With Cython you are able to pass objects (eg. numpy arrays) to C/C++, fill it with your data and get it back to your python-code.
Here is a minmal example:
The C-skript: (c_example.c)
#include <stdlib.h>
#include <math.h>
void c_claculate(double *x, int N) {
int i;
for (i = 0; i<N;i++) {
x[i]+=i*i;
}
}
The python-skript: (example.py)
from numpy import *
from example import *
data=zeros(10)
calculate(data)
print data
The .pyx file: (example.pyx)
import cython
import numpy
cimport numpy
# declare the interface to the C code
cdef extern void c_claculate(double *x, int N)

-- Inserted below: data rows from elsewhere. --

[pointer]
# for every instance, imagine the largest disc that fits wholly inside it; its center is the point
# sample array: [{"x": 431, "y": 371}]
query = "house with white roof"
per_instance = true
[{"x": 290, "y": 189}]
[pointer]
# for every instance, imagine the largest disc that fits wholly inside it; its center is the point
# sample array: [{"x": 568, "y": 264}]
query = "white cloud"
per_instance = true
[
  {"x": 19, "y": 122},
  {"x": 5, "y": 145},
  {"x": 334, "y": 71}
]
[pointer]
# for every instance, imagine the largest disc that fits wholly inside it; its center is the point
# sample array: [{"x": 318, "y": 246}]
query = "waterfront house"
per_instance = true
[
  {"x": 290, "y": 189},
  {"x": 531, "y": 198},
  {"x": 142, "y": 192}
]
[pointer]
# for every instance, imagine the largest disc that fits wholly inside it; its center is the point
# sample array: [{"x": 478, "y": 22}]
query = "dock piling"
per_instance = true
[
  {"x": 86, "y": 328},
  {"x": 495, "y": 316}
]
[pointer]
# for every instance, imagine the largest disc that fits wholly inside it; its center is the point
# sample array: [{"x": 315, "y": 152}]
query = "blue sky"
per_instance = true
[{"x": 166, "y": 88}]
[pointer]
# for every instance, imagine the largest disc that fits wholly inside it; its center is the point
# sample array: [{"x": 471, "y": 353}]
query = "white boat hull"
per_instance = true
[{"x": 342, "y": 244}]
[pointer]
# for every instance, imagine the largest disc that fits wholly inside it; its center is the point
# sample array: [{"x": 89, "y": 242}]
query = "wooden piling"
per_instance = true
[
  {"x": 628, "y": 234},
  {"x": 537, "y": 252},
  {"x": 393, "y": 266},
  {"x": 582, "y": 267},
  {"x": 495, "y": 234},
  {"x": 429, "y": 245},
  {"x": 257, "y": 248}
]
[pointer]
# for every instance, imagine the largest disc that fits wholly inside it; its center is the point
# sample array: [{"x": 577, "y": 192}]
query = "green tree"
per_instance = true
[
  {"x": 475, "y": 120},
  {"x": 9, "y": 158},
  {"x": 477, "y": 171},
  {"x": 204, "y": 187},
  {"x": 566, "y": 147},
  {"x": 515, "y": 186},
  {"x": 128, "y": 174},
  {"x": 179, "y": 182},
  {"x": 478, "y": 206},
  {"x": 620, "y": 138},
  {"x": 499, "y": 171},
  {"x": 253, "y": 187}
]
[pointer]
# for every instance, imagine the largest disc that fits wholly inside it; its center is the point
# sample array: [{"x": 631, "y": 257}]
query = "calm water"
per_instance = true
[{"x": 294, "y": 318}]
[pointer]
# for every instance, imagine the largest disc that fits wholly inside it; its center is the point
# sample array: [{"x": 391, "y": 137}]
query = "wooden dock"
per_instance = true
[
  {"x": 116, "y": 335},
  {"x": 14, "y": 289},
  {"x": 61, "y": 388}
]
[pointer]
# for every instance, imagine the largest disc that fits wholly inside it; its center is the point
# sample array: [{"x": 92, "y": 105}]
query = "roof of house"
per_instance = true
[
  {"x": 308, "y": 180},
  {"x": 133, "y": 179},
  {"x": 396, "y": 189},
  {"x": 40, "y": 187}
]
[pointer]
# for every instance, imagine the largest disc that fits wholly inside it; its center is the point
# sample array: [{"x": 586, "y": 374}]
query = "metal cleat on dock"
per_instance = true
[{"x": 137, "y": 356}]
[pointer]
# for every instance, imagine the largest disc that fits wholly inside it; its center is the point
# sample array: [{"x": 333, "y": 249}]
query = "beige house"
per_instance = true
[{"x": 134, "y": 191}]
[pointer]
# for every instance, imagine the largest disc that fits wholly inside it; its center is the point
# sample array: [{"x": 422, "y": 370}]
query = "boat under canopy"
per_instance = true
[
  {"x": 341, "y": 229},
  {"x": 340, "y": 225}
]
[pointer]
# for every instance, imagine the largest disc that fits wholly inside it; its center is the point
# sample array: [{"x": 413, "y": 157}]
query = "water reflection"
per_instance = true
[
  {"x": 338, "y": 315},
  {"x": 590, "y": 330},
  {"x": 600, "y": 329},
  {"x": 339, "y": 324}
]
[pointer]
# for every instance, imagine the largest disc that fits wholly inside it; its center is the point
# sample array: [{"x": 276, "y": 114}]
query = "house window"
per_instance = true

# Cython interface to C function
def calculate(numpy.ndarray[double, ndim=1, mode='c'] x not None):
cdef int N = x.shape[0]
c_claculate(&x[0],N)
return x
and the setup file: (setup.py)
from distutils.core import setup
from distutils.extension import Extension
from Cython.Distutils import build_ext
import numpy
setup(
cmdclass = {'build_ext': build_ext},
ext_modules = [
Extension("example",
sources=["example.pyx", "c_example.c"],
include_dirs=[numpy.get_include()]
)
],
)
Now you can compile the skript by running
python setup.py build_ext -fi
and then execute the python skript.
Cython should be available via pip on your PI.